The authors found that increased neonatal adiposity was associated with an increase in the proportion of children who were overweight or obese. For example, they determined that of those children 2 to 3 years old who were born 1 SD (5.1%) below the mean for neonatal adiposity (9.1%), 15% were overweight or obese. That percentage increased to 18% of children born with the mean of 9.1% neonatal adiposity, and 23% in those born 1 SD above the mean for neonatal adiposity (23%). In children between 5 and 6 years, of those born with 5.1% neonatal adiposity, just 3% were obese or overweight, but that percentage jumped to 15% for those born with 9.1% adiposity, and 23% for those born with 13.1% adiposity.

Moore and colleagues determined that between the ages of 2 and 6 years of age each SD increase in neonatal adiposity resulted in a 0.12 higher overall BMI level. “Although this association is modest, a 0.12 increase in BMI represents a 2% to 4% increase in BMI percentile on the basis of the Centers for Disease Control and Prevention BMI-for-age growth charts for boys and girls,” they pointed out. “The implications of our findings are important because even small increases in childhood percentiles could significantly contribute to early systemic inflammation and subsequent cardiometabolic diseases.”

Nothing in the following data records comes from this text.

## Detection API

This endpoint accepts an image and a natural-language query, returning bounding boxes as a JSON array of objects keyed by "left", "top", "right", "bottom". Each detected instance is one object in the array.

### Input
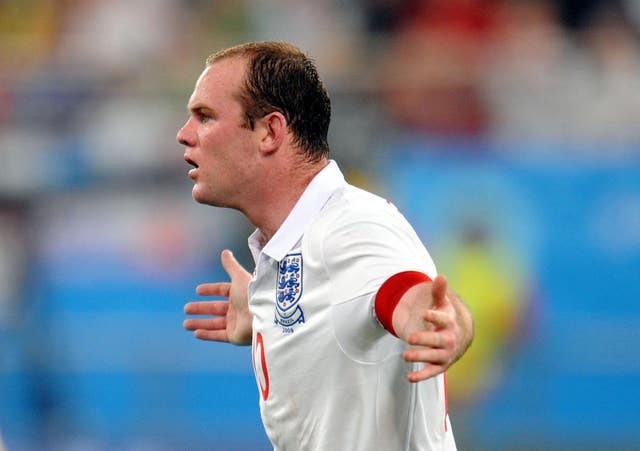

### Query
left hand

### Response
[{"left": 403, "top": 275, "right": 466, "bottom": 382}]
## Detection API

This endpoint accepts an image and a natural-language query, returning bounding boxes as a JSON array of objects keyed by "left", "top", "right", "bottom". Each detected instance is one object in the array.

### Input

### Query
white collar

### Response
[{"left": 249, "top": 160, "right": 346, "bottom": 265}]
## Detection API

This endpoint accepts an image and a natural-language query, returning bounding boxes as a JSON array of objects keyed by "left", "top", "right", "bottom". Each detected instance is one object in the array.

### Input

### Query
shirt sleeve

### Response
[{"left": 323, "top": 207, "right": 436, "bottom": 361}]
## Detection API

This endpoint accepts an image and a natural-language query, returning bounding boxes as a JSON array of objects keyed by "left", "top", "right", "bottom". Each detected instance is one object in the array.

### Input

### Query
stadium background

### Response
[{"left": 0, "top": 0, "right": 640, "bottom": 450}]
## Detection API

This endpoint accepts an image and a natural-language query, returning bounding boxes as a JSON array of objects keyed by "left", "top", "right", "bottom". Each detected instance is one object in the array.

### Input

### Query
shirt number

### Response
[{"left": 253, "top": 332, "right": 269, "bottom": 401}]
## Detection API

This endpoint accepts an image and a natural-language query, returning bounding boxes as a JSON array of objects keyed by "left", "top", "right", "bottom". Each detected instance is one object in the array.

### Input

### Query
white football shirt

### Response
[{"left": 249, "top": 161, "right": 455, "bottom": 451}]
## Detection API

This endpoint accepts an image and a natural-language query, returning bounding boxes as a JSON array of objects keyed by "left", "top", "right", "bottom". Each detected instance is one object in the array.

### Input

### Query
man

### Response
[{"left": 177, "top": 43, "right": 473, "bottom": 450}]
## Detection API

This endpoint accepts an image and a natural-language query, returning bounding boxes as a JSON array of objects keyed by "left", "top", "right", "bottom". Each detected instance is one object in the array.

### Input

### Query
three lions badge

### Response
[{"left": 275, "top": 253, "right": 304, "bottom": 333}]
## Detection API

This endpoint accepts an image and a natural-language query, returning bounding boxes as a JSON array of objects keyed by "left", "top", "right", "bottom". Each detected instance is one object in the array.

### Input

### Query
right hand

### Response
[{"left": 183, "top": 250, "right": 253, "bottom": 345}]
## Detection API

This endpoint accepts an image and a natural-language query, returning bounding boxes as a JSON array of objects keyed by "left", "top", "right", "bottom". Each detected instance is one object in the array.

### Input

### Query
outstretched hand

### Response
[
  {"left": 403, "top": 275, "right": 472, "bottom": 382},
  {"left": 183, "top": 250, "right": 253, "bottom": 345}
]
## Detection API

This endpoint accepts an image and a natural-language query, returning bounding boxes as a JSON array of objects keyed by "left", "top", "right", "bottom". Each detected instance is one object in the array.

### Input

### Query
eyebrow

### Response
[{"left": 187, "top": 102, "right": 213, "bottom": 111}]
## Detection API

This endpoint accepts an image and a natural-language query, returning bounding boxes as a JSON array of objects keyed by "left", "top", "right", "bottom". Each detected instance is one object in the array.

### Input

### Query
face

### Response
[{"left": 177, "top": 59, "right": 258, "bottom": 210}]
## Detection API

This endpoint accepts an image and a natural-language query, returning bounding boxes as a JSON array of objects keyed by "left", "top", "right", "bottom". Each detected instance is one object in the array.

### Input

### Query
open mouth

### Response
[{"left": 184, "top": 155, "right": 198, "bottom": 169}]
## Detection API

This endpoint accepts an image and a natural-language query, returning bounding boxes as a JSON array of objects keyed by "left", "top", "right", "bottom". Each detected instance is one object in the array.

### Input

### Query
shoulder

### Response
[{"left": 313, "top": 185, "right": 409, "bottom": 232}]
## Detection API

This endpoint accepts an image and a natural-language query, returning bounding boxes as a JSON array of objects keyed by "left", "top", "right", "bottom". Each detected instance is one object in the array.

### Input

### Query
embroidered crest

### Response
[{"left": 275, "top": 253, "right": 304, "bottom": 333}]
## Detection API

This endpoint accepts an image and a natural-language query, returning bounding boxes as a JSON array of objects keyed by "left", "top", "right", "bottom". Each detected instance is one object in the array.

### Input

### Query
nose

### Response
[{"left": 176, "top": 119, "right": 196, "bottom": 147}]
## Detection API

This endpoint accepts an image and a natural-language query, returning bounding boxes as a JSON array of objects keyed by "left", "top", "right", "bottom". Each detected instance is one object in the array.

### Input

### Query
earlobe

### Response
[{"left": 260, "top": 111, "right": 287, "bottom": 154}]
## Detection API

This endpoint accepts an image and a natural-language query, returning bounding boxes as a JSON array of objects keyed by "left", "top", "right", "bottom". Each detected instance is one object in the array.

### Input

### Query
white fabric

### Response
[{"left": 249, "top": 162, "right": 455, "bottom": 451}]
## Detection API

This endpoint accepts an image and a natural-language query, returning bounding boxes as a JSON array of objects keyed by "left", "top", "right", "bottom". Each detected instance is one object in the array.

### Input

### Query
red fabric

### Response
[{"left": 375, "top": 271, "right": 431, "bottom": 337}]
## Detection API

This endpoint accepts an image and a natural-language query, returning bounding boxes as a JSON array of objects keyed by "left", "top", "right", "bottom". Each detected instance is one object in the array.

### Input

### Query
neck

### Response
[{"left": 243, "top": 159, "right": 329, "bottom": 242}]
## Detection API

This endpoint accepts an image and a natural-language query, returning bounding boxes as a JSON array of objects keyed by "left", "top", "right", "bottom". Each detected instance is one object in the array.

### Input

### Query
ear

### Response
[{"left": 260, "top": 111, "right": 287, "bottom": 154}]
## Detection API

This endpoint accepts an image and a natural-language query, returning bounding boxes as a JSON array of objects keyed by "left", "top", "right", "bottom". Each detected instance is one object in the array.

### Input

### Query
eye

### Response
[{"left": 197, "top": 111, "right": 212, "bottom": 124}]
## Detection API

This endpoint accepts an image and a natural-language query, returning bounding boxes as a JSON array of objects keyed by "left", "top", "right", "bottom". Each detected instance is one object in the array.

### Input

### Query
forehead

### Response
[{"left": 189, "top": 58, "right": 247, "bottom": 108}]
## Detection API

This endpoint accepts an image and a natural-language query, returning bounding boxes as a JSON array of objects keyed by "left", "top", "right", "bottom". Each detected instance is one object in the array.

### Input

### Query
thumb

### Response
[
  {"left": 431, "top": 274, "right": 447, "bottom": 308},
  {"left": 220, "top": 249, "right": 248, "bottom": 280}
]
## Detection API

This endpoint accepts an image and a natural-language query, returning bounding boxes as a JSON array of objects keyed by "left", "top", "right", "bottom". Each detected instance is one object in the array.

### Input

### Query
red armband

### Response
[{"left": 375, "top": 271, "right": 431, "bottom": 337}]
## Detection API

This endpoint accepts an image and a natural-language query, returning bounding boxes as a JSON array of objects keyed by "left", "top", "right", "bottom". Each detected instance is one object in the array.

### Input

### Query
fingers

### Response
[
  {"left": 402, "top": 349, "right": 451, "bottom": 365},
  {"left": 184, "top": 301, "right": 229, "bottom": 316},
  {"left": 220, "top": 249, "right": 251, "bottom": 280},
  {"left": 194, "top": 329, "right": 229, "bottom": 342},
  {"left": 407, "top": 331, "right": 456, "bottom": 350},
  {"left": 422, "top": 310, "right": 455, "bottom": 329},
  {"left": 182, "top": 316, "right": 227, "bottom": 330},
  {"left": 196, "top": 282, "right": 231, "bottom": 298},
  {"left": 403, "top": 349, "right": 451, "bottom": 382},
  {"left": 431, "top": 274, "right": 448, "bottom": 308},
  {"left": 407, "top": 364, "right": 446, "bottom": 382}
]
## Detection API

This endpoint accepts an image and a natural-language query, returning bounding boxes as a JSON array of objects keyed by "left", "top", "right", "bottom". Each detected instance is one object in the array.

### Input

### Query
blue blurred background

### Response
[{"left": 0, "top": 0, "right": 640, "bottom": 450}]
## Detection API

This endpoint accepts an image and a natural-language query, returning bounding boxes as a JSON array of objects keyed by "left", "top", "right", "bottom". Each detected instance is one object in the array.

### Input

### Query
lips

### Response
[{"left": 184, "top": 155, "right": 198, "bottom": 178}]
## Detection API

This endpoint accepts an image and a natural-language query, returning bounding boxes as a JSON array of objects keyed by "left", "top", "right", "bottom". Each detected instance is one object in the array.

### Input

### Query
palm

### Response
[{"left": 184, "top": 251, "right": 253, "bottom": 345}]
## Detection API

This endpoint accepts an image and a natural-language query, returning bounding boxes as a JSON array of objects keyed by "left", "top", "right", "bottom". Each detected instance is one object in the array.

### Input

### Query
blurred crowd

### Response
[{"left": 0, "top": 0, "right": 640, "bottom": 197}]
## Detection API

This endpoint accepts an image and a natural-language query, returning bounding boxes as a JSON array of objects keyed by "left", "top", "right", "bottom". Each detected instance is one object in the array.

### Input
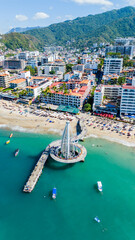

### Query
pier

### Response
[
  {"left": 23, "top": 146, "right": 50, "bottom": 192},
  {"left": 23, "top": 120, "right": 87, "bottom": 192}
]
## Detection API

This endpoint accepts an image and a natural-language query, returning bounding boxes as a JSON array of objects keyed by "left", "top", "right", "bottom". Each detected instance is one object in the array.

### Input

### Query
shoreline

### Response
[{"left": 0, "top": 100, "right": 135, "bottom": 147}]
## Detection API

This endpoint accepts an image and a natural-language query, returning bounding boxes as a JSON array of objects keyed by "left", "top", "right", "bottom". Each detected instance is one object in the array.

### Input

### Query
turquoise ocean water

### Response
[{"left": 0, "top": 130, "right": 135, "bottom": 240}]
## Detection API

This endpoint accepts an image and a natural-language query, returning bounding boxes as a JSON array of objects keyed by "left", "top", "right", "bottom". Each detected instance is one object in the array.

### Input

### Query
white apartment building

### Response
[
  {"left": 20, "top": 71, "right": 30, "bottom": 79},
  {"left": 72, "top": 64, "right": 84, "bottom": 72},
  {"left": 38, "top": 62, "right": 66, "bottom": 76},
  {"left": 120, "top": 85, "right": 135, "bottom": 115},
  {"left": 102, "top": 85, "right": 122, "bottom": 100},
  {"left": 42, "top": 83, "right": 90, "bottom": 109},
  {"left": 104, "top": 58, "right": 123, "bottom": 75},
  {"left": 93, "top": 89, "right": 103, "bottom": 108},
  {"left": 42, "top": 93, "right": 83, "bottom": 108},
  {"left": 26, "top": 80, "right": 52, "bottom": 98}
]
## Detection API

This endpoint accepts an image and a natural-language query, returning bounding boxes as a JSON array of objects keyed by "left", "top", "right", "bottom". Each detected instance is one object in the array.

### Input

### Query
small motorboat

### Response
[
  {"left": 15, "top": 149, "right": 19, "bottom": 157},
  {"left": 52, "top": 188, "right": 57, "bottom": 199},
  {"left": 94, "top": 217, "right": 100, "bottom": 223},
  {"left": 6, "top": 140, "right": 10, "bottom": 144},
  {"left": 97, "top": 181, "right": 103, "bottom": 192},
  {"left": 9, "top": 133, "right": 13, "bottom": 138}
]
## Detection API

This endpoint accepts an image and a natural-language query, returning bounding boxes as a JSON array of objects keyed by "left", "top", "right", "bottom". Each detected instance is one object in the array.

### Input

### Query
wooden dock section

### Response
[{"left": 23, "top": 146, "right": 50, "bottom": 192}]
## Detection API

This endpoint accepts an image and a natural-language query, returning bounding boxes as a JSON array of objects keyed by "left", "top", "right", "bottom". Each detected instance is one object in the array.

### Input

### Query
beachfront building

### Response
[
  {"left": 9, "top": 78, "right": 26, "bottom": 89},
  {"left": 0, "top": 73, "right": 10, "bottom": 88},
  {"left": 93, "top": 88, "right": 103, "bottom": 110},
  {"left": 104, "top": 58, "right": 123, "bottom": 75},
  {"left": 26, "top": 77, "right": 53, "bottom": 98},
  {"left": 4, "top": 59, "right": 25, "bottom": 70},
  {"left": 41, "top": 83, "right": 90, "bottom": 109},
  {"left": 102, "top": 85, "right": 122, "bottom": 100},
  {"left": 38, "top": 60, "right": 66, "bottom": 76},
  {"left": 20, "top": 71, "right": 30, "bottom": 78},
  {"left": 120, "top": 83, "right": 135, "bottom": 115},
  {"left": 72, "top": 64, "right": 84, "bottom": 72}
]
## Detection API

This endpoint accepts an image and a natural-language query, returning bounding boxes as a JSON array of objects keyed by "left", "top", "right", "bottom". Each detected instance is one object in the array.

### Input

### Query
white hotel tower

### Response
[{"left": 120, "top": 78, "right": 135, "bottom": 115}]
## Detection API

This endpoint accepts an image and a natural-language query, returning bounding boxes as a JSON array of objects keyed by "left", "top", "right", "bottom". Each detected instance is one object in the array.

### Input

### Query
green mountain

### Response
[
  {"left": 2, "top": 7, "right": 135, "bottom": 49},
  {"left": 1, "top": 33, "right": 42, "bottom": 50},
  {"left": 25, "top": 7, "right": 135, "bottom": 46}
]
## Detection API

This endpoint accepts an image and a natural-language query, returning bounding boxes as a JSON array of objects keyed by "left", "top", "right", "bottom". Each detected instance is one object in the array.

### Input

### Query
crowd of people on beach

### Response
[{"left": 0, "top": 100, "right": 135, "bottom": 141}]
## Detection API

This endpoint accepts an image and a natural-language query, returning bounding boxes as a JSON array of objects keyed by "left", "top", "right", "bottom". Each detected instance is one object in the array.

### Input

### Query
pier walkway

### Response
[
  {"left": 23, "top": 145, "right": 50, "bottom": 192},
  {"left": 23, "top": 119, "right": 87, "bottom": 192}
]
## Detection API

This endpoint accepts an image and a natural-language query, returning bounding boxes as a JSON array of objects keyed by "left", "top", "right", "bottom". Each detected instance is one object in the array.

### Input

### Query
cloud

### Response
[
  {"left": 72, "top": 0, "right": 113, "bottom": 6},
  {"left": 65, "top": 15, "right": 73, "bottom": 20},
  {"left": 33, "top": 12, "right": 50, "bottom": 20},
  {"left": 49, "top": 6, "right": 53, "bottom": 10},
  {"left": 15, "top": 14, "right": 28, "bottom": 22},
  {"left": 126, "top": 0, "right": 135, "bottom": 6}
]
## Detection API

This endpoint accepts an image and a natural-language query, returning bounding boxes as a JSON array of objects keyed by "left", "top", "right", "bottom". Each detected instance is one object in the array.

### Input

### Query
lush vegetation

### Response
[
  {"left": 25, "top": 7, "right": 135, "bottom": 47},
  {"left": 2, "top": 7, "right": 135, "bottom": 50},
  {"left": 1, "top": 33, "right": 41, "bottom": 50}
]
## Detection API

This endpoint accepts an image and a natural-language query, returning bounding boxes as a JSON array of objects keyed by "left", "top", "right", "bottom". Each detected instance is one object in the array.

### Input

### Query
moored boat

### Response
[
  {"left": 9, "top": 133, "right": 13, "bottom": 138},
  {"left": 6, "top": 140, "right": 10, "bottom": 144},
  {"left": 52, "top": 188, "right": 57, "bottom": 199},
  {"left": 97, "top": 181, "right": 103, "bottom": 192},
  {"left": 15, "top": 149, "right": 19, "bottom": 157}
]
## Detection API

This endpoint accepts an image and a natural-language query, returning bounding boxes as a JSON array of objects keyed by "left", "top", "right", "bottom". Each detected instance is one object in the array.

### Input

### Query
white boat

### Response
[
  {"left": 52, "top": 188, "right": 57, "bottom": 199},
  {"left": 97, "top": 181, "right": 103, "bottom": 192}
]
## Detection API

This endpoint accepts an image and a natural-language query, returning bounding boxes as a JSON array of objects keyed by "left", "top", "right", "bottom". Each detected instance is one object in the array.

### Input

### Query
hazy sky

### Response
[{"left": 0, "top": 0, "right": 135, "bottom": 33}]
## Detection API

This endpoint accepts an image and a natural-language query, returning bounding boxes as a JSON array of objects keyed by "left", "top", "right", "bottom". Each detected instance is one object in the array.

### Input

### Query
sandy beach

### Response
[{"left": 0, "top": 100, "right": 135, "bottom": 147}]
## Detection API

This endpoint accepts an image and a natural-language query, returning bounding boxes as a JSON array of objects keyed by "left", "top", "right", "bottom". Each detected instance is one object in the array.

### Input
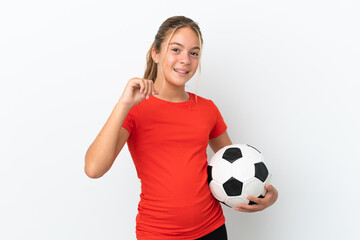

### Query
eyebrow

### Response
[{"left": 169, "top": 42, "right": 200, "bottom": 50}]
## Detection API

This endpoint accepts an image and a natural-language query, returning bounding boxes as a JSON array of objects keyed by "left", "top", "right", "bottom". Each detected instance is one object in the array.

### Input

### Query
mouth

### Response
[{"left": 174, "top": 68, "right": 189, "bottom": 74}]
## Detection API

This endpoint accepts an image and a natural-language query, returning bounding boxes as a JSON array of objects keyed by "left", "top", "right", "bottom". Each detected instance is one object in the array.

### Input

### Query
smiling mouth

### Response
[{"left": 174, "top": 68, "right": 189, "bottom": 74}]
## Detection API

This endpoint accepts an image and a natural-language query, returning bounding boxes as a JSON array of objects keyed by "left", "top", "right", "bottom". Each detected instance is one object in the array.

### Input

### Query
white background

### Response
[{"left": 0, "top": 0, "right": 360, "bottom": 240}]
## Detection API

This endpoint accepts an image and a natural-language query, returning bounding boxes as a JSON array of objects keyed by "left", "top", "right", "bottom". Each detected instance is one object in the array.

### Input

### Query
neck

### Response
[{"left": 154, "top": 77, "right": 189, "bottom": 102}]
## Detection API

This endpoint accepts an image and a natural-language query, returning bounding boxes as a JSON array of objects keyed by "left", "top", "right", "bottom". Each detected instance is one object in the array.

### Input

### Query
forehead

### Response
[{"left": 164, "top": 27, "right": 200, "bottom": 48}]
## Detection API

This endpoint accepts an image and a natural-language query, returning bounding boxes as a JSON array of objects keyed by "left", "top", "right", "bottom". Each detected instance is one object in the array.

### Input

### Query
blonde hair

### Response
[{"left": 143, "top": 16, "right": 203, "bottom": 97}]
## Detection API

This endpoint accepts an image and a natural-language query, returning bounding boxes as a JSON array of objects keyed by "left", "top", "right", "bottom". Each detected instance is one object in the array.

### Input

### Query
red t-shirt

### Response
[{"left": 123, "top": 93, "right": 226, "bottom": 240}]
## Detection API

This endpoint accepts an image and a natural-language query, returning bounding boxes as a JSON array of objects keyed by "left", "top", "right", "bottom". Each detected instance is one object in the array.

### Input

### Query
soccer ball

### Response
[{"left": 207, "top": 144, "right": 271, "bottom": 208}]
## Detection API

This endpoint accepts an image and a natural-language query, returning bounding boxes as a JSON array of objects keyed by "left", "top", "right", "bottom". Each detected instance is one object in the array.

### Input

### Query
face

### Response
[{"left": 153, "top": 27, "right": 200, "bottom": 86}]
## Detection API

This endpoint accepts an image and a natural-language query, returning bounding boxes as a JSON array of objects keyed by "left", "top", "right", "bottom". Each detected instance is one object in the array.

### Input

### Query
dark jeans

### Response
[{"left": 197, "top": 224, "right": 227, "bottom": 240}]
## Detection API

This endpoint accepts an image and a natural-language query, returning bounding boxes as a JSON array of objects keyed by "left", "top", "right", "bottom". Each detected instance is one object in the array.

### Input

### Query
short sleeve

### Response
[
  {"left": 209, "top": 100, "right": 227, "bottom": 139},
  {"left": 122, "top": 106, "right": 136, "bottom": 135}
]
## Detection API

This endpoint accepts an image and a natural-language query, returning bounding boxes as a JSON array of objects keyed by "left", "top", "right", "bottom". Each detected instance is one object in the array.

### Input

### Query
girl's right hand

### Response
[{"left": 119, "top": 78, "right": 159, "bottom": 108}]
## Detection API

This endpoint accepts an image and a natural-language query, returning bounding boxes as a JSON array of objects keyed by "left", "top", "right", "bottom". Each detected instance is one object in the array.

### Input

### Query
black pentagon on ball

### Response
[
  {"left": 255, "top": 162, "right": 269, "bottom": 182},
  {"left": 223, "top": 177, "right": 243, "bottom": 196},
  {"left": 222, "top": 147, "right": 242, "bottom": 163},
  {"left": 208, "top": 166, "right": 212, "bottom": 184}
]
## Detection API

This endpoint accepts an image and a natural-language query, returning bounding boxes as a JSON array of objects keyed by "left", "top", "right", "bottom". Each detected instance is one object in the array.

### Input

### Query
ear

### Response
[{"left": 151, "top": 48, "right": 159, "bottom": 63}]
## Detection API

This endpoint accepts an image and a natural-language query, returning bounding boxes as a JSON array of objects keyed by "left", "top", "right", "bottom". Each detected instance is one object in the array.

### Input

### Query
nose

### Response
[{"left": 180, "top": 53, "right": 190, "bottom": 65}]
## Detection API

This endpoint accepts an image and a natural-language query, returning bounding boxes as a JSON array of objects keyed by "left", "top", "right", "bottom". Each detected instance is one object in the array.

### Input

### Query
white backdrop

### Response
[{"left": 0, "top": 0, "right": 360, "bottom": 240}]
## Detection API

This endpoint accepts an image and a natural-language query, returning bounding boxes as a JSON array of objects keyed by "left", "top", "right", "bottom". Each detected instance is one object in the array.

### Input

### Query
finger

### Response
[
  {"left": 141, "top": 79, "right": 148, "bottom": 98},
  {"left": 132, "top": 79, "right": 145, "bottom": 94}
]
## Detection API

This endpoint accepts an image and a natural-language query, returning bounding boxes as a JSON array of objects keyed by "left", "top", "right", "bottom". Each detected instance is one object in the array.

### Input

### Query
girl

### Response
[{"left": 85, "top": 16, "right": 278, "bottom": 240}]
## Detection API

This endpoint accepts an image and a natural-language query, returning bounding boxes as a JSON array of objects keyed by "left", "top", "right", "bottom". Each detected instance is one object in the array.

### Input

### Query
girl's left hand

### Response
[{"left": 235, "top": 184, "right": 278, "bottom": 213}]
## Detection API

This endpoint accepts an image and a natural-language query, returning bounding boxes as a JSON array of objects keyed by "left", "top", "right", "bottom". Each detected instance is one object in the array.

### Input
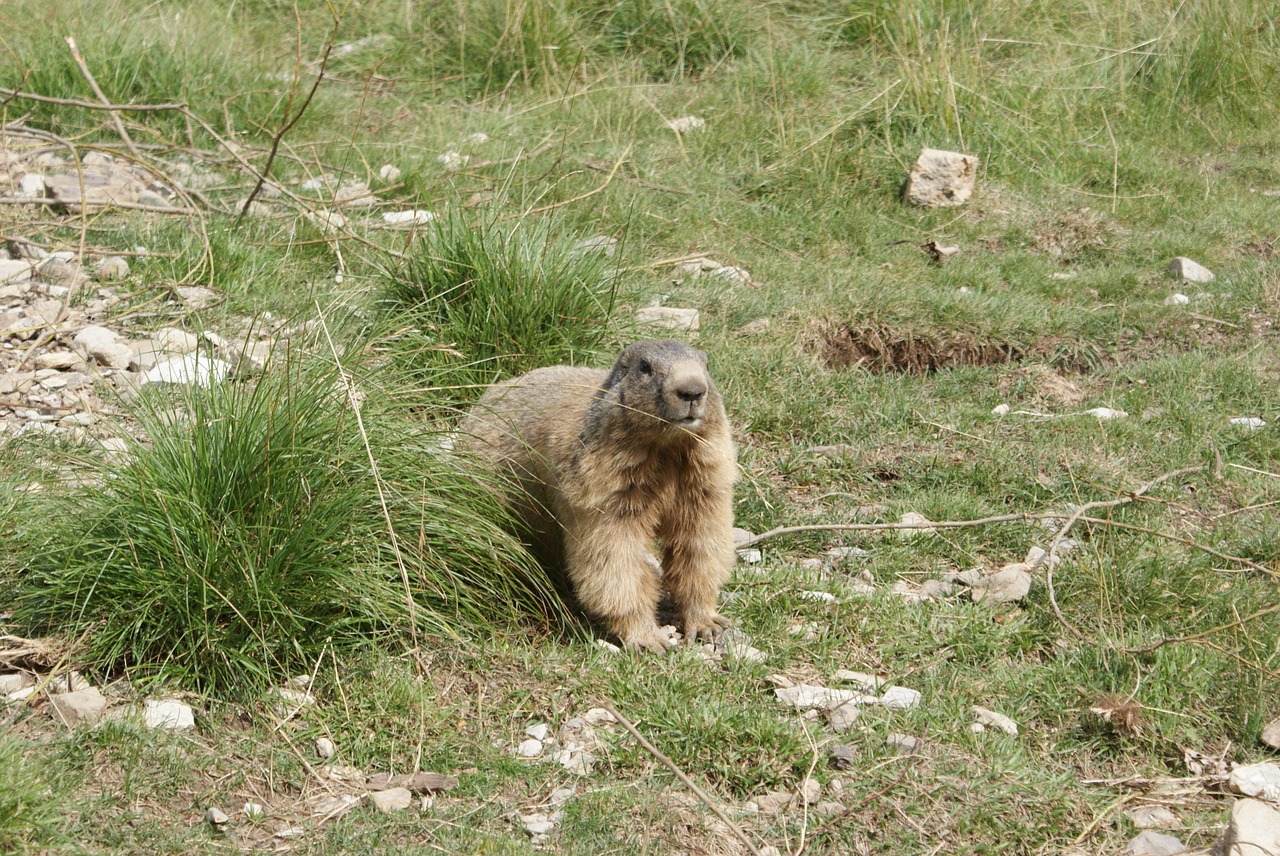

In a commentary accompanying the study, Megan H. Pesch, MD, MS, University of Michigan, and colleagues observed that for the pediatric provider its results suggest that it is possible that “our postnatal interventions in infancy and early childhood are too little, too late.”

“Ultimately, large, multisite, longitudinal studies will be needed to determine the relative effects of intervention during the preconception, pregnancy, or postnatal periods as well as whether interventions during each of these developmental periods have additive or multiplicative effects,” Pesch and colleagues wrote.

They further noted that the study highlights the connection between obstetrics and pediatrics, and they suggested a collaborative perspective ranging from preconception to adolescence is needed to understand the relationship between prenatal adiposity and the childhood risk of becoming overweight or obese.

Pesch and colleagues also wrote that childhood obesity shouldn’t be blamed on the failure of maternal self-control during pregnancy, but that it is also heavily influenced by societal factors. “Childhood obesity prevention requires a collaborative transdisciplinary approach in both risk factor research and intervention design,” they concluded. “Such interventions may only be effective in coordination with robust supports for families and children across the life course, from preconception through adolescence.”

  1. In a study assessing 979 children from the Healthy Start cohort, higher neonatal adiposity was predictive of early childhood overweight or obesity.
  2. Neonatal adiposity could be a useful surrogate end point for prenatal interventions to reduce childhood overweight and obesity.

Michael Bassett, Contributing Writer, BreakingMED™

Moore and Pesch had nothing to disclose.